He seguido las cumbres climáticas durante los últimos dos años: estuve en Cancún – COP16, en Durban – COP17 y esta es la tercera vez que participo en una, ahora la tan esperada Cumbre de la Tierra, conocida como RIO+20, en la turística ciudad de Río de Janeiro.
A pesar de que las cumbres climáticas tienen fundamentos humanitarios y ambientales, en donde la lucha principal es encontrar justicia social al desarrollar políticas que lleven a las naciones a un desarrollo sustentable, muchas veces resultan contraproducentes en comparación con el lento progreso que alcanzan.
El impacto ambiental de estas reuniones es fuerte debido a las altas emisiones de carbono producidas, considerando el numero de personas que recorre grandes distancias en vuelos provenientes de todas partes del planeta. Simplemente en Brasil, se espera albergar al menos 50,000 personas, las cuales son las que se han registrado oficialmente al evento.
En esta ocasión hago un pequeño análisis sobre algunos de los aspectos que hacen de esta meca de la sustentabilidad, una cumbre internacional tan contaminante como cualquier otra:
Estamos en un refrigerador: La temperatura en Río de Janeiro ha estado alrededor de los 20-24 grados en los últimos días, con días nublados. Bastante agradable. Sin embargo, gracias al aire acondicionado, la temperatura baja tanto que el suéter resulta imprescindible. Las quejas se escuchan en todos los paneles y los estornudos inundan los pasillos. Es un gasto de energía innecesaria, además del impacto al calentamiento global por medio del refrigerante utilizado.

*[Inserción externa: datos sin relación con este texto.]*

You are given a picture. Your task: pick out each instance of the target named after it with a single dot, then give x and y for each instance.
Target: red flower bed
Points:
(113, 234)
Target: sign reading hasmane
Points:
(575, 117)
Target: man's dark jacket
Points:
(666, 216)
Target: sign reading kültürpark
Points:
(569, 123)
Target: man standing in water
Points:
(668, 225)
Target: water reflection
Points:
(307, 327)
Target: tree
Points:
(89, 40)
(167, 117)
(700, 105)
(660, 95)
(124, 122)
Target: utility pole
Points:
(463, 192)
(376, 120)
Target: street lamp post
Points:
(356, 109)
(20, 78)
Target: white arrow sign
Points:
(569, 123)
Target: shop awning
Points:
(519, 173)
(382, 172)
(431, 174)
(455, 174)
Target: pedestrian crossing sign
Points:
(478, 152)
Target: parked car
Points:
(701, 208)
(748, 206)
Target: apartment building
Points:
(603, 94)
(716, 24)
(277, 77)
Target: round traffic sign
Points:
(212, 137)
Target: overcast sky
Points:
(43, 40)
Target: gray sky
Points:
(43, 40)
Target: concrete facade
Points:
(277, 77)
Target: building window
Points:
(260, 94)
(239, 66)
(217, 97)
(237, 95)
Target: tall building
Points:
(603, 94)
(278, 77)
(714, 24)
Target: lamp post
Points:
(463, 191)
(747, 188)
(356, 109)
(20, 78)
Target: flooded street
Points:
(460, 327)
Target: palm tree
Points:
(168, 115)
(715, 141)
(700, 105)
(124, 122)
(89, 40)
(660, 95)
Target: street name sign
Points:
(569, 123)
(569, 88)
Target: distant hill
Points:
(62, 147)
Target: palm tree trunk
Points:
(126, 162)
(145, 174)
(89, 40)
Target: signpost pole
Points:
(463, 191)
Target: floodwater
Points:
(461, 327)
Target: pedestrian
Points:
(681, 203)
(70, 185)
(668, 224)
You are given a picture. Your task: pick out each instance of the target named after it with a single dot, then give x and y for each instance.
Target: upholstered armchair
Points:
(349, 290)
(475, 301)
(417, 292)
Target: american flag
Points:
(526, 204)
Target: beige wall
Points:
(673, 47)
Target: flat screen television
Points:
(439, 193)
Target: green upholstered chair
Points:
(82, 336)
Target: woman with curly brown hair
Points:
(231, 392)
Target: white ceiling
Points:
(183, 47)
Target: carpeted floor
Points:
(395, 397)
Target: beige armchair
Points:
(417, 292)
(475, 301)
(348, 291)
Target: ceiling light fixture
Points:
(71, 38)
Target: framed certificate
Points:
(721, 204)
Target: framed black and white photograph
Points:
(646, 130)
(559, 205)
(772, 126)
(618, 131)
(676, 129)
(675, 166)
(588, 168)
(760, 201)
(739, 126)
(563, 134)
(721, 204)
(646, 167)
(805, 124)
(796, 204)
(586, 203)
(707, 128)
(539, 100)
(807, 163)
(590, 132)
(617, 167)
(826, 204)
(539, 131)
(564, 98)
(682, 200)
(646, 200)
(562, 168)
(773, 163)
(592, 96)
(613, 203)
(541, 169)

Reciclaje confuso: Existe un sistema de separación de basura, la cual ha obtenido varias quejas por resultar un poco confusa. Normalmente se separa en orgánica e inorgánica, pero hay pocos botes de basura y los que existen son azules y grises. El letrero que indica que tipo de basura se debe tirar es muy pequeño, por lo que causa confusión y resulta contraproducente.
Comida para reyes: A pesar de que la desaparición de extrema riqueza y pobreza es uno de los relevantes en la agenda, la comida en la cumbre es muy cara. El buffet cuesta 37 reales, lo cual son alrededor de 300 pesos mexicanos ¿Hacer este gasto diario? Los jugos están en 5 reales, al igual que el agua embotellada (50 pesos mexicanos). Voluntarios y estudiantes se ven obligados a buscar otras alternativas de alimentación durante el evento.
Contradicciones: Uno de los patrocinadores de la cumbre es la multinacional Coca Cola, irónicamente. Además de sus anuncios en cada stand de comida, construyeron una cerca de botellas pet, las cuales solo fueron colocadas como adorno, y aunque pareciera que son recicladas, están impecables y nunca fueron usadas. Un detalle bastante criticado por los ambientalistas del lugar.
A pesar de todo, se pueden rescatar algunos aspectos de la cumbre. Tuve la oportunidad de platicar con María Fernández, quien es parte del comité de sustentabilidad del evento, y señaló el evidente avance en cuanto a las colosales cumbres climáticas anteriores:
Reducción de los daños. El personal que ha viajado a Río +20 de Naciones Unidas, aproximadamente 1,400 miembros, generará alrededor de 3,600 toneladas de emisiones de carbono. Todas ellas seran cubierto por medio del Mecanismo de Desarrollo Limpio, esto significa invirtiendo en proyectos que apoyen la sustentabilidad de la UNEP.
Luz verde. Al parecer, toda la energía usada durante la convención es generada por medio de biocombustibles. También los autobuses y el trasporte en automóvil obtiene combustible por medio de etanol.
Vasos dulces como el azúcar: Los vasos desechables utilizados están fabricados con material reciclado, al igual que maíz y caña de azúcar. Una manera de disminuir las grandes cantidades plástico que se maneja normalmente en este tipo de congresos.
No a la deforestación: En las cumbres climáticas la cantidad de papel que se usa a diario es impresionante. Se imprimen infinidad de programas, de eventos paralelos, de revistas y de comunicados de prensa, al igual que grandes tratados. En Brasil he visto poco gasto de papel, todos los documentos se encuentran en línea, y amenos que se haga una petición especial para recibir una copia impresa del documento, no existen grandes columnas de papeles que ya no se van a utilizar, o que terminan en los basureros.
Ya analizado el impacto ambiental de la cumbre, ahora lo único que queda es seguir las negociaciones y esperar que el resultado que se obtenga contenga un compromiso grande y vinculante. Esperar que todas las emisiones de carbono emitidas por este evento sean irrelevantes en comparación con las que se van a reducir en un futuro cercano.